GPT-4o, OpenAI's latest model, promises improved multimodal capabilities and increased efficiency. Explore the differences between GPT-4o and its predecessor, GPT-4.

OpenAI's latest release, GPT-4o, builds on the foundation set by the company's previous models with significant updates, including enhanced multimodal capabilities and faster performance.

Since OpenAI first launched ChatGPT in late 2022, the chatbot interface and its underlying models have already undergone several major changes. GPT-4o was released in May 2024 and is the successor to GPT-4, which launched in March 2023.

GPT-4 and GPT-4o (that's the letter "o," for omni) are advanced generative AI models that OpenAI developed for use within the ChatGPT interface. Both models are trained to generate natural-sounding text in response to users' prompts, and they can engage in interactive, back-and-forth conversations, retaining memory and context to inform future responses.

TechTarget Editorial compared these products by testing the models within ChatGPT; reading informational materials and technical documentation from OpenAI; and analyzing user reviews on Reddit, tech blogs and the OpenAI developer forum.

Differences between GPT-4o and GPT-4

In many ways, GPT-4o and GPT-4 are similar. Both are advanced OpenAI models with vision and audio capabilities and the ability to recall information and analyze uploaded documents. Each has a 128,000-token context window and a knowledge cutoff date in late 2023 (October for GPT-4o, December for GPT-4).

But GPT-4o and GPT-4 also differ significantly in several areas: multimodal capabilities; performance and efficiency; pricing; and language support.

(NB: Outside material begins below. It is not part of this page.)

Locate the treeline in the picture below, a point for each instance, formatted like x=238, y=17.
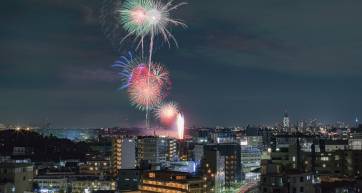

Timeline of key milestones in OpenAI's history from 2015 to 2023, highlighting major releases and corporate changes.
The release of GPT-4o is among the most significant developments at OpenAI since the launch of GPT-4 in 2023.

Multimodality

Multimodal AI models are capable of processing multiple data types, such as text, images and audio. In a sense, both GPT-4 and GPT-4o are multimodal: In the ChatGPT interface, users can create and upload images and use voice chat regardless of whether they're using GPT-4 or GPT-4o. However, the way that the two models approach multimodality is very different -- it's one of the biggest differentiators between GPT-4o and GPT-4.

GPT-4 is a large language model (LLM) primarily designed for text processing, meaning that it lacks built-in support for handling images, audio and video. Within the ChatGPT web interface, GPT-4 must call on other OpenAI models, such as the image generator Dall-E or the speech recognition model Whisper, to process non-text input.

GPT-4o, in contrast, was designed for multimodality from the ground up, hence the "omni" in its name. "We trained a single new model end-to-end across text, vision, and audio, meaning that all inputs and outputs are processed by the same neural network," OpenAI representatives wrote in a blog post announcing the launch.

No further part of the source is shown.